Die Niederlande als Vorbild

Auch in unseren Nachbarstaaten gibt es derzeit eine nicht zu unterschätzende Anzahl von Personen, die wegen terroristischer Anschuldigungen inhaftiert worden sind und mit denen wir uns jetzt auseinandersetzten werden müssen, um weitere Tragödien zu vermeiden.

Kommen wir zu Lösungsvorschlägen und Anregungen. Wir könnten uns ein Beispiel an effektiven Deradikalisierungsprogrammen in anderen Ländern wie den Niederlanden nehmen. Dort versuchen Sozialarbeiter, die Extremisten aus der Szene zu lösen, indem sie ihnen bei der Jobsuche oder beim Umzug helfen. Europas Politik muss zusammenarbeiten und der Radikalisierung mit Maßnahmen der Prävention und Intervention begegnen, nicht mit einem Ansatz der Segregation und Islamfeindlichkeit. Denn es gilt weder Migranten und Migrantinnen noch Muslime oder Musliminnen zu bekämpfen.
Der Kampf muss gegen den politischen Islam geführt werden

Der Kampf muss gegen den politischen Islam geführt werden. Das schließt nicht nur die radikalen muslimischen Gemeinschaften und Organisationen wie die Muslimbruderschaft ein, sondern auch Mitglieder der extremistischen Rechten. Ansonsten laufen wir nur Gefahr, einen Prozess der Stigmatisierung zu entfalten.

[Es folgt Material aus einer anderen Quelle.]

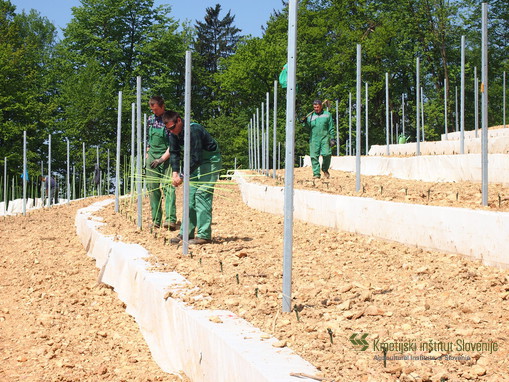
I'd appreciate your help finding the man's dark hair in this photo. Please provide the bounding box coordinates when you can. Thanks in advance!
[162,110,181,124]
[148,96,164,107]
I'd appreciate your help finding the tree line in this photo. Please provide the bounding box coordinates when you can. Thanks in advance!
[0,0,509,185]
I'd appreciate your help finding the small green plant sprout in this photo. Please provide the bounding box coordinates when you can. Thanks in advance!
[327,328,334,344]
[293,304,304,322]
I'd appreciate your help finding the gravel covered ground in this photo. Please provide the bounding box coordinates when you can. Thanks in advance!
[91,168,509,381]
[0,198,189,382]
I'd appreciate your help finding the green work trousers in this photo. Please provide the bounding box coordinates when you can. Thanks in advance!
[147,155,177,225]
[309,137,332,177]
[180,151,221,240]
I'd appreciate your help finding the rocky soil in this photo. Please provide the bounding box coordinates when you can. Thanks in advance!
[92,168,509,382]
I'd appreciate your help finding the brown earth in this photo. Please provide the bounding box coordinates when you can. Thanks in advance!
[87,168,509,381]
[0,198,189,382]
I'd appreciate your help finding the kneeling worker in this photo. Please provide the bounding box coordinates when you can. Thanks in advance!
[163,111,221,244]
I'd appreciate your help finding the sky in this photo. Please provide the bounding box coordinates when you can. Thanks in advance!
[11,0,283,37]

Der Schwerpunkt unserer Bemühungen in Sachen Deradikalisierung muss sich auf das Verständnis von Ideologien und Sozialpsychologie konzentrieren. Parallel sollte mithilfe institutionalisierter Organe die spirituelle und friedliche Vielfalt im Islam und Koexistenz liberaler Muslime und konservativer Muslime gefördert werden.
Radikalisierung äußert sich nicht erst in Gewalt

Die Akzeptanz unserer demokratischen und säkularen Werte sollte nicht zur Disposition gestellt werden. Keine „religiöse“ Gruppe darf sich auf die Religionsfreiheit berufen, wenn sie danach strebt, die Religionsfreiheit der anderen abzuschaffen.

Es liegt auf der Hand, dass Radikalisierung nicht erst eine Gefahr darstellt, wenn es sich um Gewaltäußerungen handelt, sondern bereits dann, wenn radikale Ideen den sozialen Zusammenhalt untergraben und die Polarisierung der Gesellschaft fördern. Eine Wahrheit, die hoffentlich immer mehr Gehör findet, bevor es zu spät ist. Wie gesagt, ich hasse diese Momente, in denen ich sagen muss „Ich habe es gesagt. Der politische Islam ist eine Gefahr für unser friedliches und freies Europa“.